Madame Charlotte frowned. “The name is Char-lotte,” she said with proud emphasis on the ultimate syllable. “And, yeah, we saw the body bein’ carted off yesterday mornin’.”
“Poor Sarah got herself topped, in her own bed!” There was more mockery in Marybelle’s voice than sorrow.
“By some nob, we hear,” Charlotte said. “Which means nothin’ll be done about it, so why’re you here disrupturin’ an honest woman and her business? It don’t look good to have the law lurkin’ about in daylight.”
“P’raps he’s come fer a good time,” Marybelle cackled.
This time it was Charlotte who laughed.
“If you know what’s good fer you, Madam Char-a-lot, you’ll answer my questions and answer them truthful, or I’ll bring the sheriff down here with a dozen torches to rid the town of-”
“All right, all right, there’s no need to get testy. We ain’t got nothin’ to hide, have we, Marybelle?”

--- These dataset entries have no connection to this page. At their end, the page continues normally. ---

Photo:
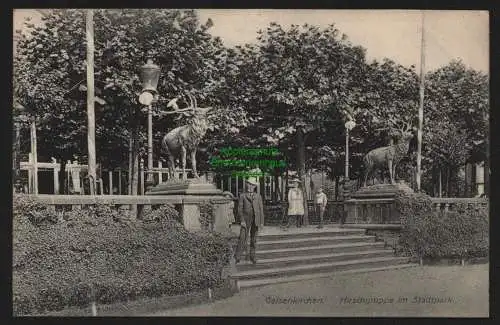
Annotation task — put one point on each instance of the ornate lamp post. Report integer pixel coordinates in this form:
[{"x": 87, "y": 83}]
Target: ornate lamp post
[
  {"x": 150, "y": 74},
  {"x": 349, "y": 125}
]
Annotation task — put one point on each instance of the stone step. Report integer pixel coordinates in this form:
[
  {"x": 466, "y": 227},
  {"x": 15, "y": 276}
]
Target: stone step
[
  {"x": 243, "y": 284},
  {"x": 309, "y": 259},
  {"x": 319, "y": 267},
  {"x": 311, "y": 241},
  {"x": 278, "y": 234},
  {"x": 318, "y": 249}
]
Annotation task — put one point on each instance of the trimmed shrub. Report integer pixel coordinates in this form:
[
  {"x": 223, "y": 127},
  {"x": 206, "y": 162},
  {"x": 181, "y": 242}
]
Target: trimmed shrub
[
  {"x": 461, "y": 233},
  {"x": 93, "y": 256}
]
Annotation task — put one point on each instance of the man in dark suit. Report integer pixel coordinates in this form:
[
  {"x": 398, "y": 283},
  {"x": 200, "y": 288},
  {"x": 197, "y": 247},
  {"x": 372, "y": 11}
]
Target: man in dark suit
[{"x": 251, "y": 212}]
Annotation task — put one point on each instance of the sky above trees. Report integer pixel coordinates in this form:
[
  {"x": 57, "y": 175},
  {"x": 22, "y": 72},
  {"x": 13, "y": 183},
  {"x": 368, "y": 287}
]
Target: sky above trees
[{"x": 394, "y": 34}]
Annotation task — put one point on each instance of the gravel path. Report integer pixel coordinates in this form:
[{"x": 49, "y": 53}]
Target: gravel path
[{"x": 430, "y": 291}]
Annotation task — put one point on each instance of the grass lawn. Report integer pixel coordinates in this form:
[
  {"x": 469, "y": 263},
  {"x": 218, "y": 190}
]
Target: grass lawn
[{"x": 444, "y": 291}]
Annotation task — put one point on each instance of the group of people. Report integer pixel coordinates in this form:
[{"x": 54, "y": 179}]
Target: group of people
[{"x": 251, "y": 212}]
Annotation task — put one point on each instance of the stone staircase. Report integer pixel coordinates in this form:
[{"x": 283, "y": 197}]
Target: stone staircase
[{"x": 305, "y": 253}]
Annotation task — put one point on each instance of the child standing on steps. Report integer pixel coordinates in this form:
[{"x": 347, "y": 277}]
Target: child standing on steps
[
  {"x": 320, "y": 202},
  {"x": 295, "y": 203}
]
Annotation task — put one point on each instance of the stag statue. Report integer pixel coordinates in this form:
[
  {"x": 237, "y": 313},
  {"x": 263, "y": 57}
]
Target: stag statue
[
  {"x": 186, "y": 138},
  {"x": 388, "y": 157}
]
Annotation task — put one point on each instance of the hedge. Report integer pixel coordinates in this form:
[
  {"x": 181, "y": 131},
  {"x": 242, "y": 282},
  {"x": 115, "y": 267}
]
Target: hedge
[
  {"x": 96, "y": 255},
  {"x": 461, "y": 233}
]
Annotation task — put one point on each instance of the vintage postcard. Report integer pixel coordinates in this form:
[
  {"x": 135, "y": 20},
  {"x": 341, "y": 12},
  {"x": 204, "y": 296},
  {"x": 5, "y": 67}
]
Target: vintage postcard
[{"x": 251, "y": 162}]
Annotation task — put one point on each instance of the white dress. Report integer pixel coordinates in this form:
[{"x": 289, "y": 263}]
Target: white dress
[{"x": 295, "y": 202}]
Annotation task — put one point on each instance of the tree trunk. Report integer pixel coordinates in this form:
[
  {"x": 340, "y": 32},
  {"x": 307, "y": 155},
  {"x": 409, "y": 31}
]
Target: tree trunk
[
  {"x": 337, "y": 179},
  {"x": 448, "y": 182},
  {"x": 130, "y": 163},
  {"x": 302, "y": 170},
  {"x": 440, "y": 183},
  {"x": 487, "y": 168}
]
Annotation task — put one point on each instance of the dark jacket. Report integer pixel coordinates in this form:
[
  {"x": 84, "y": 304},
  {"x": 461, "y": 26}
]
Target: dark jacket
[{"x": 245, "y": 212}]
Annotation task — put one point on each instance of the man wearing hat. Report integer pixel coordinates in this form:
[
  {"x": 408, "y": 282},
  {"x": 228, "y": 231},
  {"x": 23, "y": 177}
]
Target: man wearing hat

“I ain’t ever been accused of hidin’ much,” Marybelle giggled grotesquely, and to demonstrate her point she let the robe drift open to expose the tops and inner curves of her breasts.
“Someone broke into Madame Renée’s about one-thirty Tuesday mornin’ and stabbed Sarah McConkey to death,” Cobb said.
“They couldn’t’ve got through them oak doors,” Charlotte said. “Norah seals that place up tighter’n a heifer’s cunt.”
“I don’t believe the intruder used either door,” Cobb said carefully.
“Ya mean the little hatch?” Marybelle blurted, and got a warning glance from her mistress.
“Ah, so you know about that, do ya?” Cobb said, pleased with his probing thus far.
“Everybody that lives within three hundred yards of the place knows about the booby-hatch,” Charlotte said levelly. “Just ask.”